---
prelude: >
    This release notify that we will remove Certificate Orders and CAs from API.
deprecations:
  - Certificate Orders
  - CAs
other:
  - Why are we deprecating Certificate Issuance?
    There are a few reasons that were considered for this decision.  First,
    there does not seem to be a lot of interest in the community to fully
    develop the Certificate Authority integration with Barbican.  We have a
    few outstanding blueprints that are needed to make Certificate Issuance
    fully functional, but so far no one has committed to getting the work
    done.  Additionally, we've had very little buy-in from public
    Certificate Authorities.  Both Symantec and Digicert were interested in
    integration in the past, but that interest didn't materialize into
    robust CA plugins like we hoped it would.

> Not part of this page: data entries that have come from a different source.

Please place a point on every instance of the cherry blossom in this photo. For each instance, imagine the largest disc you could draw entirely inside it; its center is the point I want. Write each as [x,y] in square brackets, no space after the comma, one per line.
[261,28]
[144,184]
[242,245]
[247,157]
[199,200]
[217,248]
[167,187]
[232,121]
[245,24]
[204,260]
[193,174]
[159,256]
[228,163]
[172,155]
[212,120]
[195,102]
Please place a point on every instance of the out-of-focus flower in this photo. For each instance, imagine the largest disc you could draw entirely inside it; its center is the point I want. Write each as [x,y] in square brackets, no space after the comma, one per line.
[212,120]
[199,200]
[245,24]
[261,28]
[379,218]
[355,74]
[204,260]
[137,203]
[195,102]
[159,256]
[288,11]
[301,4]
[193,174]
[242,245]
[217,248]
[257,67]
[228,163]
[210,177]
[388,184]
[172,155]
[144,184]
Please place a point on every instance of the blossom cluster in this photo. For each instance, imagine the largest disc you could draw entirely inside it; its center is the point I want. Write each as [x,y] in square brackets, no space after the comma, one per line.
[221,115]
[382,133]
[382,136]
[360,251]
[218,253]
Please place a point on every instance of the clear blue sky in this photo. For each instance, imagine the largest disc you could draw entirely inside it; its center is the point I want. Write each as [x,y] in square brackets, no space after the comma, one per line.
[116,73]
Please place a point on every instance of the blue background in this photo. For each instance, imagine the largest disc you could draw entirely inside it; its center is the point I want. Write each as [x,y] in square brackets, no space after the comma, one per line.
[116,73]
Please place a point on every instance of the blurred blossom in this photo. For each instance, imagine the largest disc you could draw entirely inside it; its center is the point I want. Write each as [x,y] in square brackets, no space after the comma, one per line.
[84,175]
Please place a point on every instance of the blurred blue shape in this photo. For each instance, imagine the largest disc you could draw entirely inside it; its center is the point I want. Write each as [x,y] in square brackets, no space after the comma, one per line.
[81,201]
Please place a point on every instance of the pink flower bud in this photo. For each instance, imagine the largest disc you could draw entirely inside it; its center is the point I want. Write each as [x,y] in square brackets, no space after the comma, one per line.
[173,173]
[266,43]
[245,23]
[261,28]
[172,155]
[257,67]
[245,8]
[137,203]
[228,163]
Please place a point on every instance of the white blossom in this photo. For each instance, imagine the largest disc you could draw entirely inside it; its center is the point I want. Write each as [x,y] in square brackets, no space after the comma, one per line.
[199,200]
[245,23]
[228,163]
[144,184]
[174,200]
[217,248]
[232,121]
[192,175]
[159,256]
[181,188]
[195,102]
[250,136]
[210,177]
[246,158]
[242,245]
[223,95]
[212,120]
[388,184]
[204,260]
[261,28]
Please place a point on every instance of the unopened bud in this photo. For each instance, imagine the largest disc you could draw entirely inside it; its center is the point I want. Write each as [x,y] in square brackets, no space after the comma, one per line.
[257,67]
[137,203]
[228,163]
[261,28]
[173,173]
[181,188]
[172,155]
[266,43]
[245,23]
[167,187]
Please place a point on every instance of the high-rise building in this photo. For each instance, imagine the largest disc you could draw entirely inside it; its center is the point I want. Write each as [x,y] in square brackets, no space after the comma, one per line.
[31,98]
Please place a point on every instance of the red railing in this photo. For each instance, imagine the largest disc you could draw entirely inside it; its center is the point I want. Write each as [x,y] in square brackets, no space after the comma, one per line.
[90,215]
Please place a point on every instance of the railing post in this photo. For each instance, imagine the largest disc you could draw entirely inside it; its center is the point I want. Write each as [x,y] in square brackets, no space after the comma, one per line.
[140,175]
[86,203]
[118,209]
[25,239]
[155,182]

    Secondly, there have been new developments in the space of Certificate
    Authorities since we started Barbican.  The most significant of these
    was the launch of the Let's Encrypt public CA along with the definition
    of the ACME protocol for certificate issuance.  We believe that future
    certificate authority services would do good to implement the ACME
    standard, which is quite different than the API the Barbican team had
    developed.

    Lastly, deprecating Certificate Issuance within Barbican will simplify
    both the architecture and deployment of Barbican.  This will allow us to
    focus on the features that Barbican does well -- the secure storage of
    secret material.

  - Will Barbican still be able to store Certificates?

    Yes, absolutely!  The only thing we're deprecating is the plugin
    interface that talks to Certificate Authorities and associated APIs.
    While you will not be able to use Barbican to issue a new certificate,
    you will always be able to securely store any certificates in Barbican,
    including those issued by public CAs or internal CAs.